Après si l’on élargit le spectre à la façon dont les personnes trans sont traitées dans les médias on peut observer des améliorations partielles depuis les prises de paroles d’ambassadeurs et d'ambassadrices d’influence, et des années de militances du secteur associatif.

(laverne cox)

dedicace : https://mamantrans.com/love-you-laverne/

 

Dans les médias, la presse etc  on ne parle pas ou peu des parents trans, hormis sous l’angle du sensationnalisme, ou de la fiction (la formidable série d’amazon «Transparent » avec ses 4 saisons).

 

 

Trans lesbienne est, ou a longtemps été, un tabou, même parmi la communauté trans. Comment voyez vous les choses à l'heure actuelle ?

 

Là aussi tout dépend du point de vue duquel on se place. Je ne sors plus dans les boites ou bars du milieu trans / lesbien, entre vie professionnelle et vie de famille je suis devenue plutôt casanière . J’ai fréquenté les bars et soirées pourtant; seulement systématiquement je me suis retrouvée face à du manque d’information qui se traduisait par de l’irrespect. En France en tout cas. Soit ce n’était pas les bons choix d’espaces, soit il y a une ignorance caractérisée des LGB vis à vis des T.

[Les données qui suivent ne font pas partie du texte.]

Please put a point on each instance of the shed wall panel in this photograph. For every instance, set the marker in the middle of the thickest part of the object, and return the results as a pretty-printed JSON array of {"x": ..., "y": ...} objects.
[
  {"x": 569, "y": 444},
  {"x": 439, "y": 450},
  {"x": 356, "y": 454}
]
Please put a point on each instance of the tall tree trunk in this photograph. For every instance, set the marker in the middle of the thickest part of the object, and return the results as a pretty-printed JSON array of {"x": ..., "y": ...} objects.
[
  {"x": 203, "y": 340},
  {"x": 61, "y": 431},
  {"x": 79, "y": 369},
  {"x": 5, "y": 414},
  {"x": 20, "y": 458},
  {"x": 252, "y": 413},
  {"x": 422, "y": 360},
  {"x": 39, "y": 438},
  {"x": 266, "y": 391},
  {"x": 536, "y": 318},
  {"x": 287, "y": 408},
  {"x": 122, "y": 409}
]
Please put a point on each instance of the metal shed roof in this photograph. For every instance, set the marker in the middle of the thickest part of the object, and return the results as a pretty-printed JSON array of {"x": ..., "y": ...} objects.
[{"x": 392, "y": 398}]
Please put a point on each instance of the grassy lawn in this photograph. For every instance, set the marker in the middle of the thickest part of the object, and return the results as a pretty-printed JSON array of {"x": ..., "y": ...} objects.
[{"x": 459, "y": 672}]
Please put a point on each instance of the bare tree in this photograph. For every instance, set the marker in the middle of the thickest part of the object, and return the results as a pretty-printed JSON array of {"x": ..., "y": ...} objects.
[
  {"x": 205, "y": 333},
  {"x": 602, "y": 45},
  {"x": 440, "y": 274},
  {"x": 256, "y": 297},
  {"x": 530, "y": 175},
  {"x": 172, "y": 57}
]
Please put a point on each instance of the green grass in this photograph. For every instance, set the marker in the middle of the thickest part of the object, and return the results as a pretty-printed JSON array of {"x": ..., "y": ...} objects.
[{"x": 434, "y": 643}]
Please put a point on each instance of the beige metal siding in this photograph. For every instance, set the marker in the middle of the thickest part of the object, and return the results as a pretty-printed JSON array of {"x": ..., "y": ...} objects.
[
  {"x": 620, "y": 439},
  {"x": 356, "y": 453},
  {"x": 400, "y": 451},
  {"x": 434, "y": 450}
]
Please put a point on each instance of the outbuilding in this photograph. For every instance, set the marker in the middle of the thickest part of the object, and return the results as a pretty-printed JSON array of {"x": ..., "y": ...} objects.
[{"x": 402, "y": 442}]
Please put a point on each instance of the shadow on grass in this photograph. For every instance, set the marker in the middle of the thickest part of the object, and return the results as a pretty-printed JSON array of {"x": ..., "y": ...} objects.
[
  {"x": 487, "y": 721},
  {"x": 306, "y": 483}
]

Encore une fois c’est une expérience personnelle que je vous partage.

Je ne peux être que profondément dépitée quand je suis confrontée à des situations excluantes de la part de membres du drapeau arc-en-ciel entre eux. Il n’est pas rare que des personnes qui vivent l’oppression deviennent à leur tour oppresseur, je pense aux événements qui ont eut lieu en Europe qui visaient l’exclusion des femmes trans des espaces communs de lutte ou non, proclamations qui venaient de lesbiennes radicales.

 

Après j’ai fait quasiment autant de pédagogie dans le milieu lesbien que dans le milieu hétéro ...

Cependant pour ce qui est du milieu trans, je n’ai pas de souvenir de réaction vis à vis de ma sexualité. A tel point que … je n’ai pas dessiné sur ce sujet !

 

 

Où en est l'acceptation des parents trans par la société, et des enfants vis à vis des autres enfants ?

(Est ce plus facile pour les enfants , qui ne se font pas de cadeaux , que pour les adultes?)

 

Je n’ai pas suffisamment de recul pour répondre à cette question : parent & trans c’est tout frais pour moi, ça fait 5 ans.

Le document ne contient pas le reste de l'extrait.